Women with endometriosis are often told they are pain-pill seekers, scam artists trying to take advantage of the health system. They are called “disruptive,” “crazy,” “faking it” and “psychosomatic.” They are told that their pain may be in their heads and to move beyond it. To stop being—well, stop being a woman. We are talking about young teens and women with endometriosis who want a diagnosis, effective treatments and compassionate care. There is no cure, and these women deserve one.
Endometriosis is caused when endometrial-like cells grow as “lesions” outside of the uterus—typically in the pelvic cavity around the ovaries, bladder, intestines and rectum and rarely, in the lungs and other locations. The condition affects approximately one in 10 people with uteruses, and these patients often suffer for years, on average seven, before they are definitively diagnosed, which requires surgery, and it can take even longer before they find treatments.
Why don’t we have better diagnostics and treatments for this disease? Because women’s reproductive health is woefully understudied and underfunded. Let’s be honest, there is an unfair “ick” factor, too; one of the best sources of biological material for studying women’s reproductive health is menstrual blood. Because of its stigma, menstrual blood has rarely been studied in detail.
Especially now, as women’s reproductive health has been propelled into the national spotlight, it is time to freely talk about and investigate menstruation and menstrual blood to promote women’s health.
Menstrual blood can help researchers like me understand female reproductive health. It provides the means to explore and define the cellular, metabolic, genetic and epigenetic diversity of healthy uteruses.

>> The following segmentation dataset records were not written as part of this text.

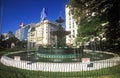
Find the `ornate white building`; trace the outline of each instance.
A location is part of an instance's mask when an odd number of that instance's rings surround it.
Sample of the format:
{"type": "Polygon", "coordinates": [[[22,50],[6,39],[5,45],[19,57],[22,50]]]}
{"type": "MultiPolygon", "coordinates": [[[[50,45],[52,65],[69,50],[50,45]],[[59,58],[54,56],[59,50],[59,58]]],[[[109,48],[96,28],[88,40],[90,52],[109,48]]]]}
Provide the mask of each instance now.
{"type": "Polygon", "coordinates": [[[69,35],[66,36],[66,44],[74,45],[76,44],[78,27],[75,19],[73,19],[73,15],[71,13],[69,5],[66,5],[65,7],[65,16],[66,16],[66,31],[71,32],[69,35]]]}
{"type": "Polygon", "coordinates": [[[36,48],[38,46],[55,45],[55,36],[52,31],[57,30],[57,24],[48,20],[42,20],[28,30],[28,47],[36,48]]]}

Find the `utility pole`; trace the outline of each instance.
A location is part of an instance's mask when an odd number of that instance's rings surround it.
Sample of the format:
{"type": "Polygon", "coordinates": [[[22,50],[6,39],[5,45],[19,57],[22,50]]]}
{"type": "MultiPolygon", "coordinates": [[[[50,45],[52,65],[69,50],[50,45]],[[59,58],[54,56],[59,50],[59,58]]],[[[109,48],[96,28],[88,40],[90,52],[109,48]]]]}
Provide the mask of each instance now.
{"type": "Polygon", "coordinates": [[[3,6],[2,6],[2,3],[0,5],[0,40],[1,40],[1,35],[2,35],[2,16],[3,16],[3,6]]]}

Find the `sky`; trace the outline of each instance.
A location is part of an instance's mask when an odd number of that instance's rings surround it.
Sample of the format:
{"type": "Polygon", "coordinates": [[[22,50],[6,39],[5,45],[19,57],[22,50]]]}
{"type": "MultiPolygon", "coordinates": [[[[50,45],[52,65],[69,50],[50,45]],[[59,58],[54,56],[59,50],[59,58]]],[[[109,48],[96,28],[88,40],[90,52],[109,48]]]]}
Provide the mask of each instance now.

These profiles could be compared to uteruses in the setting of infertility, dysmenorrhea (painful menstrual cramps), uterine infections (such as the cancer-causing human papillomavirus and chronic endometritis), uterine fibroids, perimenopausal changes, and uterine cancer. And this biological sample can be easily collected without invasive surgery—using menstrual cups or specially designed external menstrual collection pads.
Since 2013, my colleagues and I have focused on studying menstrual blood. We established the Research OutSmarts Endometriosis (ROSE) study at the Feinstein Institutes for Medical Research to learn how menstrual blood could be collected and used to study endometriosis and develop an early, noninvasive diagnostic test these women so desperately need. More than 2,000 participants have joined the ROSE study (including women with diagnosed endometriosis, healthy controls and those waiting for diagnostic results). Teens can participate too. We have made great progress investigating menstrual blood that one day may lead to an FDA-approved diagnostic and more effective and tolerable treatments that could halt or even prevent disease.
As a result of chronic pain, many teens and young women with endometriosis miss school, preventing them from achieving their full potential. When older, these people have difficulty getting promoted or keeping their jobs, because of excess sick days. Without a job, they lose their badly needed health insurance, and without insurance their pain goes unchecked. Some have told me they are unable to have or maintain intimate relationships. Their overwhelming pain, which can last days each month, is dismissed, downplayed and misunderstood. I wouldn’t say these girls and women are suffering in silence. They are speaking up, but their suffering is ignored.
Currently, the only medications available for endometriosis are hormones or hormone-based therapies, that can cause weight gain, spark hot flashes and force patients into menopause. These drugs only treat the symptoms; they do not stop disease progression. Some endometriosis patients say these hormonal therapies are worse than the disease.
Does the neglect of this common disorder by pharma companies stem from an unintentional gender bias that is putting women’s health at risk? To treat endometriosis, and other women’s reproductive diseases, we need more buy-in and less stigma.
With serious efforts by diverse, collaborative researchers from academia and industry, and engaged study participants, menstrual blood will be developed into a clinically useful resource for better understanding uterine health and uterine dysfunction, as well as for diagnostic purposes. It will no longer be considered solely as trash—something to be tossed every month—but as a vital biological specimen for women’s health.
Funding will follow with the ongoing conversation and demand from the public and clinicians. With funding comes more research and more progress. To put the finances in perspective, since 2008, the National Institutes of Health has allocated approximately $176 million to fund endometriosis research. Compare that to the $2 billion for ulcerative colitis, which affects about 1 percent of Americans.
While the menstrual blood-based diagnostic and uterine-targeted therapies may take a few years to develop, there are things we can do right now. We need to better educate the health care community and raise awareness of women’s health conditions. Based on the misdiagnosis and underdiagnosis of endometriosis and other uterine-health conditions, improved training is warranted for those attending medical, nursing and physician-assistant schools so trainees become more knowledgeable and understand that pelvic pain is real and that it should be carefully investigated in each patient.
We need to raise the standard of science, improve diagnostic capabilities, provide better treatments and deliver equitable care for all. And to do that, we need to make the conversation about menstruation and menstrual blood commonplace, in the clinic, in our homes and in our society.